1.            Pengertian Jasa

7
 
Perbedaan antara produk dan jasa sukar dilakukan, karena pembelian suatu produk seringkali disertai dengan jasa – jasa tertentu dan pembelian suatu jasa seringkali pula meliputi barang – barang yang melengkapinya.  Meskipun demikian Kotler, Hoon Ang, Meng Leong dan Tiong Tan (2000:260) mendifinisikan jasa adalah setiap tindakan atau perbuatan yang dapat ditawarkan oleh suatu pihak kepada pihak lain yang pada dasarnya tidak berwujud fisik (intangible) dan tidak menghasilkan kepemilikan atas sesuatu apapun. Sedangkan menurut Valarie A. Zethaml san Mary Jo Bitner dalam Lumpiyoadi dan Hamdani (2008:6) pada dasarnya jasa merupakan semua aktivitas ekonomi yang hasilnya bukan berbentuk produk fisik atau konstruksi, yang umumnya dihasilkan dan dikomsumsi secara bersamaan serta memberikan nilai tambah konsumen.
Definisi jasa menurut Farida Jasfar (2009: 17) mendefinisikan jasa adalah setiap tindakan atau aktivitas dan bukan benda, yang dapat ditawarkan oleh sesuatu pihak kepada pihak lain, yang pada dasarnya bersifat intangible (tidak berwujud fisik), konsumen terlibat secara aktif dalam proses produksi dan tidak menghasilkan kepemilikan sesuatu.
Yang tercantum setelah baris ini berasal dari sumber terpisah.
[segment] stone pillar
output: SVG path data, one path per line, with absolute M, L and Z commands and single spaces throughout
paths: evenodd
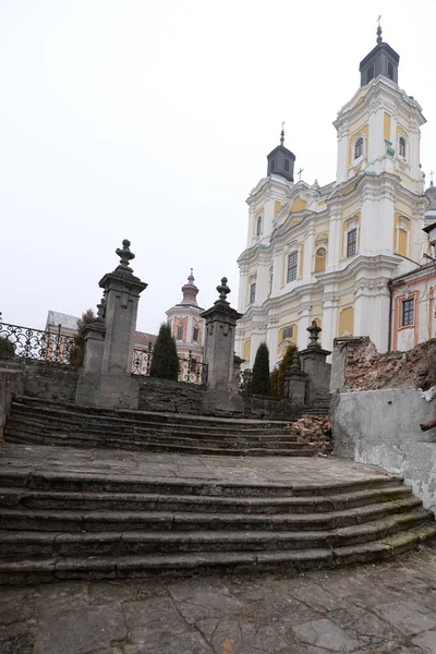
M 120 264 L 105 275 L 99 286 L 104 300 L 98 317 L 83 331 L 84 366 L 77 384 L 76 403 L 107 409 L 137 409 L 137 380 L 132 378 L 137 304 L 147 284 L 133 275 L 130 241 L 117 249 Z
M 301 368 L 307 375 L 306 404 L 311 405 L 319 400 L 330 398 L 330 370 L 331 365 L 326 359 L 331 352 L 323 350 L 318 343 L 318 335 L 322 331 L 316 320 L 312 320 L 310 343 L 305 350 L 300 352 Z
M 284 373 L 284 397 L 291 400 L 292 408 L 301 408 L 306 403 L 307 374 L 303 373 L 300 356 L 295 353 L 292 367 Z
M 227 278 L 217 287 L 218 300 L 201 314 L 206 320 L 204 361 L 208 366 L 204 411 L 216 415 L 242 414 L 243 401 L 235 391 L 234 337 L 242 317 L 227 301 Z M 240 361 L 237 365 L 240 365 Z

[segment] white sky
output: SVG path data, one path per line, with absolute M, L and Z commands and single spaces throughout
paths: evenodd
M 436 167 L 436 0 L 0 0 L 0 311 L 80 315 L 128 238 L 156 331 L 190 267 L 199 304 L 233 306 L 245 198 L 279 142 L 303 179 L 335 179 L 332 121 L 384 39 L 423 107 Z M 429 177 L 427 174 L 427 181 Z

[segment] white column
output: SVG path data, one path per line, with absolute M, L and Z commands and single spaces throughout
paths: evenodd
M 299 336 L 296 347 L 299 350 L 305 350 L 308 344 L 307 327 L 311 318 L 311 306 L 304 304 L 299 311 Z
M 242 265 L 239 271 L 239 291 L 238 291 L 238 311 L 244 313 L 245 311 L 245 296 L 246 296 L 246 280 L 247 280 L 247 267 Z
M 277 361 L 277 346 L 278 346 L 278 318 L 269 318 L 267 330 L 266 330 L 266 344 L 269 350 L 269 370 L 271 371 L 276 365 Z
M 313 230 L 308 230 L 304 239 L 304 262 L 303 262 L 303 279 L 310 281 L 312 277 L 313 266 L 313 251 L 314 251 L 314 235 Z

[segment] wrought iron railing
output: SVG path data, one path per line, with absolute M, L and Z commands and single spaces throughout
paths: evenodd
M 70 363 L 74 342 L 72 337 L 61 334 L 60 325 L 58 331 L 52 332 L 0 323 L 0 338 L 13 344 L 15 356 L 61 364 Z
M 153 346 L 148 343 L 146 350 L 133 350 L 132 373 L 134 375 L 149 376 L 153 359 Z M 198 361 L 190 351 L 187 358 L 179 356 L 179 382 L 187 384 L 206 384 L 207 363 Z

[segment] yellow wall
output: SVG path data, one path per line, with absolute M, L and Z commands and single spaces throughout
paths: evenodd
M 250 361 L 251 353 L 252 353 L 252 341 L 249 339 L 249 340 L 244 341 L 244 353 L 242 355 L 242 359 L 245 359 L 245 361 Z
M 339 329 L 338 336 L 341 337 L 346 331 L 352 335 L 354 329 L 354 308 L 349 306 L 348 308 L 342 308 L 339 314 Z
M 383 135 L 387 141 L 390 141 L 390 116 L 386 111 L 383 117 Z
M 304 211 L 306 206 L 307 206 L 306 201 L 302 199 L 299 195 L 298 197 L 295 197 L 295 199 L 292 203 L 291 211 Z
M 315 252 L 315 272 L 322 272 L 326 269 L 327 253 L 324 256 L 319 256 L 319 250 L 322 250 L 322 247 L 318 247 L 318 250 Z M 325 250 L 325 247 L 323 247 L 323 250 Z
M 368 125 L 363 125 L 360 130 L 354 132 L 352 136 L 350 136 L 349 149 L 348 149 L 348 165 L 351 166 L 354 160 L 354 142 L 359 136 L 366 136 L 366 141 L 363 144 L 364 148 L 367 148 L 367 140 L 368 140 L 370 128 Z M 364 155 L 367 155 L 367 149 L 364 150 Z

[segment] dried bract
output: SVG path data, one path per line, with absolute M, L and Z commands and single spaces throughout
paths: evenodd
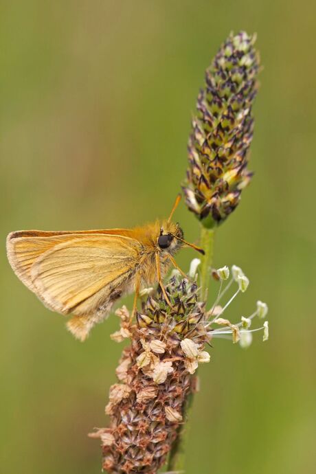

Berdasarkan beberapa pendapat tersebut, dapat disimpulkan bahwa jasa merupakan hasil dari aktivitas atau tindakan yang tidak berwujud yang dihasilkan dan ditawarkan oleh perusahaan jasa kepada konsumen, yang proses penyampaiannya dilaksanakan secara simultan dan tidak mengakibatkan perpindahan kepemilikan. Selain itu, nilai dan keuntungan dari suatu jasa dapat berbeda - beda di antara pemakaiannya, karena sebagian sumber (input) untuk melakukan jasa berasal dari pembelian itu sendiri.
Menurut Fandy Tjiptono (1995;108) jasa memiliki empat karakteristik utama yang membedakannya dari barang, yaitu :
a.             Tidak Berwujud
Jasa berbeda dengan barang, jasa adalah suatu perbuatan, kinerja atau usaha. Bila barang dapat dilihat maka jasa hanya bisa dikomsumsi tetapi tidak dimiliki.
b.            Tidak Dapat Dipisah
Umunya jasa diproduksi dan dikomsumsi pada waktu yang bersamaan. Biasanya dijual terlebih dahulu, baru kemudian diproduksi dan dikonsumsi secara simultan.
c.             Variabilitas
Jasa bersifat variabel, artinya banyak variasi bentuk, kualitas dan jenis, tergantung pada siapa, kapan dan dimana jasa tersebut dihasilkan.
d.            Tidak Dapat Disimpan
Jasa tidak dapat disimpan. Hal ini tidak menjadikan masalah bila permintaannya tetap karena mudah untuk menyiapkan pelayanan untuk permintaan tersebut sebelumnya.